There have been many debates in recent weeks over the demise of traditional recruitment methods. More and more companies are using the internet as a solution to their recruitment needs. However, research has shown that only 1% of recruiters view it as an appropriate method for professional positions.
Taylor Harrison agrees that it would be foolish not to consider new technology and how it can be incorporated into an organisation's recruitment strategy. However, the internet should be seen as an enhancement not as a replacement for more traditional approaches.
The key factor in the search-and- selection approach is that the candidate is not actively looking for a change of role. In these circumstances the internet would not be appropriate. What it does do is improve the speed of communication, proving a valuable asset when working globally.
Undoubtedly the electronic age is taking away the drudgery of recruitment – aiding the processing of CVs, taking care of the response to candidates, handling diaries and so on. It cannot however replace the assessment process. Questions like “Is the candidate suitable for the job?” or “Will they fit into the organisation's culture?” are still reliant on a human decision.
Organisations will continue to rely heavily on the expertise of search-and-selection specialists. Recruitment firms need to be aware of the value that the internet can add to clients' recruitment processes and advise them accordingly. The whole issue is one of speed, which can be vital when trying to source a particular candidate for a senior specialist role. The use of the internet alleviates the difficulties experienced with time differences and the exchange of important information when working world-wide.

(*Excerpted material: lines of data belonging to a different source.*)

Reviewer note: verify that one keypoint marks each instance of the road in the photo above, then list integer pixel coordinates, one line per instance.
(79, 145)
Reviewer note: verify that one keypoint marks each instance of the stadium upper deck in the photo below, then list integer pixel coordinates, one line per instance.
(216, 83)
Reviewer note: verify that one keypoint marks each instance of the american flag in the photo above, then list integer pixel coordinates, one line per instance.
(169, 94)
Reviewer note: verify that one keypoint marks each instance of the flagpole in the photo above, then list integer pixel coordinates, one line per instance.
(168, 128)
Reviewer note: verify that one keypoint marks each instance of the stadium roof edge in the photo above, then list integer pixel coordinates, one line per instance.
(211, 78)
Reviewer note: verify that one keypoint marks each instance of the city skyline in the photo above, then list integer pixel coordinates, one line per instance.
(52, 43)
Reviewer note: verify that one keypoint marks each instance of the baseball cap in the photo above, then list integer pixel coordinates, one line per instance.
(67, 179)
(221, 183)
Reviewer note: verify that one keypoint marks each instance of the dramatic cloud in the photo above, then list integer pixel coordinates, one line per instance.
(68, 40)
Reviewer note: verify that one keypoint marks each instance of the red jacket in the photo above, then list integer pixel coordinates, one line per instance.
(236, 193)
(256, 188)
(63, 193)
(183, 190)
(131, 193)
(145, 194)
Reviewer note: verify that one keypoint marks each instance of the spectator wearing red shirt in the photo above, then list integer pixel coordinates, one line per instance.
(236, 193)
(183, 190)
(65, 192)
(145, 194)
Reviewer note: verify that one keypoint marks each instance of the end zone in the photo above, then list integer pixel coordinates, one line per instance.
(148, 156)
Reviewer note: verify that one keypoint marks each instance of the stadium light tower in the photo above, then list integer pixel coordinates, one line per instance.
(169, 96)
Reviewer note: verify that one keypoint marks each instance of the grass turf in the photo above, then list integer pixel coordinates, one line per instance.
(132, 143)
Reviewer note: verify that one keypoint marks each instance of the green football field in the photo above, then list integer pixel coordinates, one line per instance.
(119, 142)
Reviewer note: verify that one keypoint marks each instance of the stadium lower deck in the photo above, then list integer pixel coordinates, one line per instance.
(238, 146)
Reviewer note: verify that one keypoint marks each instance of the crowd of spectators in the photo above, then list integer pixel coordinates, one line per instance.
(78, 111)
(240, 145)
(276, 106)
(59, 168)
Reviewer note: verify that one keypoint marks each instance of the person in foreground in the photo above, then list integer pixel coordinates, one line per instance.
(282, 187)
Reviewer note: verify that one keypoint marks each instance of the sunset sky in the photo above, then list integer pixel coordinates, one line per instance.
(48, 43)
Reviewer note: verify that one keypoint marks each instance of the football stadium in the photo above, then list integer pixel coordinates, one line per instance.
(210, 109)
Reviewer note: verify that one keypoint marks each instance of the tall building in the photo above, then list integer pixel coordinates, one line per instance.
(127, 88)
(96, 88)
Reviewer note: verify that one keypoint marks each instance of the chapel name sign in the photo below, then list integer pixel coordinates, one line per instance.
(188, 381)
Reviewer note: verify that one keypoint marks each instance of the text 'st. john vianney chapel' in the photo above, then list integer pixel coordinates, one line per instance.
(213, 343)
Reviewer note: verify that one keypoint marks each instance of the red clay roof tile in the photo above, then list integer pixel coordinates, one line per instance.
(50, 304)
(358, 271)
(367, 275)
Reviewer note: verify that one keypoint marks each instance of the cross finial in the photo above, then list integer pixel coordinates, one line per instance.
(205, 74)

It does not replace human interaction and even videoconferencing cannot replace the one-to-one interview process.
With investment firm Weisel's suggestion that the worldwide market for online recruitment within three years will grow to $30bn. It would be wise not to discount the importance of these technological advances. As part of the recruitment industry we should see erecruitment as an opportunity to enhance the whole process not as a threat to our futures!